The diode-clipping mod is JMIL's most-discussed Jose option, but the physical position of the diode pair in the signal chain varies across documented Jose amps. Per Dave Friedman ([Panel #5 40:11]), three distinct diode positions appear in his ~100-amp documented Jose sample:
Position 1 — After the first gain stage (most common): - The canonical placement and the one JMIL models. Diodes sit across the MV wiper (which sits between the cathode follower and the tone stack), so they clamp the signal AFTER all preamp gain has happened and BEFORE the tone stack sculpts the result. - Produces the "vocal, compressed, sustaining" diode-clip character associated with Brown Sound territory.

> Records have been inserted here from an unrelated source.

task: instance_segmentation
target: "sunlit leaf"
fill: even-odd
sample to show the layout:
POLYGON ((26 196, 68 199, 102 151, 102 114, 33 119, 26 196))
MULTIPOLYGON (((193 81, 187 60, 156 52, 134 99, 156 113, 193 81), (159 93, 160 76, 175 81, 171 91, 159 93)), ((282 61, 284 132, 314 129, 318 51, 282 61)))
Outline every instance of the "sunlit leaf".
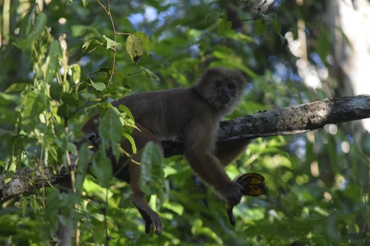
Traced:
POLYGON ((126 51, 135 63, 137 63, 144 53, 143 46, 140 38, 135 34, 131 34, 126 40, 126 51))
POLYGON ((141 32, 139 31, 136 31, 135 32, 133 33, 133 34, 136 35, 136 36, 140 38, 140 39, 141 39, 141 42, 144 46, 144 48, 146 51, 146 55, 149 56, 149 52, 150 51, 151 49, 151 43, 148 36, 145 33, 141 32))
POLYGON ((145 68, 143 67, 140 66, 140 70, 141 70, 141 74, 142 75, 147 76, 149 78, 152 79, 154 79, 157 81, 160 81, 159 78, 155 75, 154 73, 150 71, 147 68, 145 68))
POLYGON ((102 43, 97 39, 90 39, 85 42, 82 45, 82 51, 84 52, 91 52, 99 45, 103 46, 103 45, 102 43))
POLYGON ((117 46, 117 45, 121 45, 119 43, 116 42, 114 40, 112 40, 109 37, 107 37, 105 35, 103 35, 103 38, 105 42, 106 42, 106 48, 108 49, 113 49, 113 47, 117 46))
POLYGON ((254 23, 254 31, 259 36, 263 36, 267 29, 267 23, 265 20, 256 19, 254 23))

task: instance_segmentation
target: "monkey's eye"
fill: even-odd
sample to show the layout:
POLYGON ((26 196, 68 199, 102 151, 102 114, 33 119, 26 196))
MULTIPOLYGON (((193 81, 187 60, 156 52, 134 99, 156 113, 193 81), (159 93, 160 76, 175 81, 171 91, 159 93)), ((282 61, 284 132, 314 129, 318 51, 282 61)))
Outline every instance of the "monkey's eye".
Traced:
POLYGON ((228 84, 228 88, 229 89, 235 89, 235 86, 233 84, 228 84))

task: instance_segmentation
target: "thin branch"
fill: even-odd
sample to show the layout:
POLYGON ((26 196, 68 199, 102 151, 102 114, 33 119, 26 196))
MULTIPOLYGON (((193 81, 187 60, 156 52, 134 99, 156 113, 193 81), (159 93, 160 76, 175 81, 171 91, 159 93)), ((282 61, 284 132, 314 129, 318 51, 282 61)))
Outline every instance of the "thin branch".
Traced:
MULTIPOLYGON (((99 0, 96 0, 96 1, 101 6, 102 6, 102 8, 104 9, 104 10, 105 11, 105 12, 107 13, 108 16, 109 17, 109 19, 110 19, 110 23, 112 26, 112 28, 113 28, 113 36, 114 37, 114 40, 115 42, 117 43, 117 35, 116 33, 116 28, 115 27, 114 25, 114 22, 113 22, 113 17, 112 16, 112 14, 110 13, 110 2, 109 0, 108 0, 108 10, 107 10, 105 6, 104 6, 103 4, 102 4, 99 0)), ((116 46, 114 46, 112 47, 113 49, 113 65, 112 66, 112 74, 110 74, 110 77, 109 77, 109 80, 108 81, 108 86, 109 86, 110 85, 110 83, 112 82, 112 78, 113 78, 113 75, 114 75, 115 72, 115 66, 116 65, 116 46)))

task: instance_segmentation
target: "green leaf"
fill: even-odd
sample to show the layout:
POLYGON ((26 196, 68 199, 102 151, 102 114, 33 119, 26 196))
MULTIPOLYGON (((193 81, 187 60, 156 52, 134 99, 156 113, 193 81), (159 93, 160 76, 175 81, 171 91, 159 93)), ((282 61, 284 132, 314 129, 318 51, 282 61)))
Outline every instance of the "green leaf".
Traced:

Position 2 — Before the first gain stage (rare): - Diodes clamp the signal BEFORE V1's grid sees it. Friedman: *"doesn't make a lot of sense to me."* Effectively limits how hot the player can drive the front end; trades preamp drive for clipper-defined character. - Documented on a small number of Jose amps; not part of the canonical recipe.
Position 3 — Right before the cathode follower: - Diodes sit between V2a (cold clipper) and V2b (CF). The CF sees a pre-clamped signal; the tone stack then sees the CF's output. - This is a higher-gain variant — both V1a/V1b and V2a contribute preamp distortion, then diodes clamp before the EQ.
Why the canonical position matters: JMIL's diode-clipping mod models Position 1 because it's by far the most-documented and because the tonal results match the player references most users associate with the mod (EVH, Lynch, Sykes). The other positions exist but produce different responses; surfacing them as separate JMIL options would multiply the toggleable surface area without strong pedagogical payoff.
Combined position practice: Per Friedman ([Panel #5 151:44]), late-gain Joses sometimes had 250pF caps to chassis ground at multiple points in the circuit — V1 input, before the CF, etc. — to manage RF and high-frequency content as the gain stages compounded. This is a chassis-build technique adjacent to the diode-clipper, not a circuit-topology variant per se.